I think that it’s not going to stay like this. It cannot stay like this, and I am not willing to let it stay like this, and I am free. I am not willing, and I do not accept where we are and what this is, and I think a lot of people feel the same way, and that’s also comforting, this won’t stay like this.
What are some keys to leveraging limited resources as an entrepreneur?
One of the big things that I think, if I had to do it again, I would absolutely advise more people to keep your full time job for as long as possible. I probably would have stayed in a full time job for at least two or three years longer than I did before going full time as an entrepreneur.
I think that also hiring, and we’ve done so many workshops on hiring, and we’re doing another one this year. I think that, definitely, hiring is the hardest part of entrepreneurship. Whether it’s your first full-time hire, whether it’s your part-time hires, whether it’s a 1099, whether it’s a W-2, whether it’s overseas hiring, but it is the biggest expense, your overhead will make or break your business hands down.
What’s the value of having a diverse team?
You want and need a diverse team, you want to be able to have the best of the best at all times, so wanting to have the best accountant, the best lawyer, the best marketing, the best operations, the best technology, the best whatever. You’re building a business, and you just happen to be Black. You’re building the best business, and he happens to be latino.
The diversity of thought is, yes, that does need to happen, and it’s critical, because it’s just as important at for any other business to have diversity of thought, because you want the best team for any strong economic bottom line, and you want that that level of excellence across every function, for sure.
What areas should entrepreneurs be looking at for future opportunities?
Climate, tech, environmental engineering, environmental technology. Let me tell you why. One thing that I discovered a couple of years ago was this idea of how much money is spent in trying to address the huge challenges we have in powering the world.

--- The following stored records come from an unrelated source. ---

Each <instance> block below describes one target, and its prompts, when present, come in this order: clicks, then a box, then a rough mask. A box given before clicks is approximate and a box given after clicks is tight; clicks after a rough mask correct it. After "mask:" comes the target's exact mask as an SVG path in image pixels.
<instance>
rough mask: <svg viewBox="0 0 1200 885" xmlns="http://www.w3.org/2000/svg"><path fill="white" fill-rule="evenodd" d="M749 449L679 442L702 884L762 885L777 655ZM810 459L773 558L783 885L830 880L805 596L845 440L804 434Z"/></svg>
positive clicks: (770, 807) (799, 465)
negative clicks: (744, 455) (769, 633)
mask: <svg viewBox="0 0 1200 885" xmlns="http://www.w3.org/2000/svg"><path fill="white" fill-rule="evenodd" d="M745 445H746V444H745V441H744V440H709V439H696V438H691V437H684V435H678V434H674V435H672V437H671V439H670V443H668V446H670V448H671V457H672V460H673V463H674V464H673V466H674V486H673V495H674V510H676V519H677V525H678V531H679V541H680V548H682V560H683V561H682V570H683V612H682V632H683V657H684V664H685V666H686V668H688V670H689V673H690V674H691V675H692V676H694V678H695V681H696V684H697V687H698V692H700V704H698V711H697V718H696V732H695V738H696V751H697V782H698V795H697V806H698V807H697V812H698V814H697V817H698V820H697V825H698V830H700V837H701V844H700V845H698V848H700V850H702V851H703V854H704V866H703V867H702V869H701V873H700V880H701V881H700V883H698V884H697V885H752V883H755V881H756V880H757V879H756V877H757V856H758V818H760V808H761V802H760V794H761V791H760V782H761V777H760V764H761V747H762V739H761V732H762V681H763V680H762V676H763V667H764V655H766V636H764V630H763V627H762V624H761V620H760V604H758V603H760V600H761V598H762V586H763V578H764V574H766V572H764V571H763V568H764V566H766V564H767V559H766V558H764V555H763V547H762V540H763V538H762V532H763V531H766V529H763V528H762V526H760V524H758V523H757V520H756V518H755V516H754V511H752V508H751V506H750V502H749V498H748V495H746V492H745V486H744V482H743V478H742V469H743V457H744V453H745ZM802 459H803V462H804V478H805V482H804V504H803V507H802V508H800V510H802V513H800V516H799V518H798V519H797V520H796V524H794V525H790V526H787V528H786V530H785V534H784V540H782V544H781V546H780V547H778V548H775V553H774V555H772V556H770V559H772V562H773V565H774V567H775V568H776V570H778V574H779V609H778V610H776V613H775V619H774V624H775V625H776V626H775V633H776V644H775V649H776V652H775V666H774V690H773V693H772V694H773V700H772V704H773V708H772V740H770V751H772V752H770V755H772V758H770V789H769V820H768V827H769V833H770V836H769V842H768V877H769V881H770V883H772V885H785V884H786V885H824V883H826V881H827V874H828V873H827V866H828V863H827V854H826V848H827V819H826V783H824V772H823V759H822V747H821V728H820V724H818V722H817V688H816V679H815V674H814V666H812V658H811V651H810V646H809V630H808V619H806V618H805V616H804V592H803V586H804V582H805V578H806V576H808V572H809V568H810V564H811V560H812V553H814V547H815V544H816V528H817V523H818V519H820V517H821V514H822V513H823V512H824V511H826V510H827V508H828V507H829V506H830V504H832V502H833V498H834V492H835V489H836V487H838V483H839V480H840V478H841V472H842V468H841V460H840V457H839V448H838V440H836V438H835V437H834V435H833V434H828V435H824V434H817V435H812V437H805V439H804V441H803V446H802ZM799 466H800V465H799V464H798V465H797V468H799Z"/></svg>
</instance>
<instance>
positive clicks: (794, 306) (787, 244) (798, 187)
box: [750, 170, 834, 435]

I’m not even talking the U.S., I’m not talking New York City or New York State, I’m talking the amount of energy it costs to power data centers, the amount of energy it costs to power quantum computing for artificial intelligence, the SpaceX computers, all of these things require ridiculous amounts of energy.
We in particular, Black and Brown communities in particular, need to be aware and need to be involved in how energy technology and how climate tech systems are being created, because otherwise it’s going to be created and then plopped right in our communities, and we will have no say in it.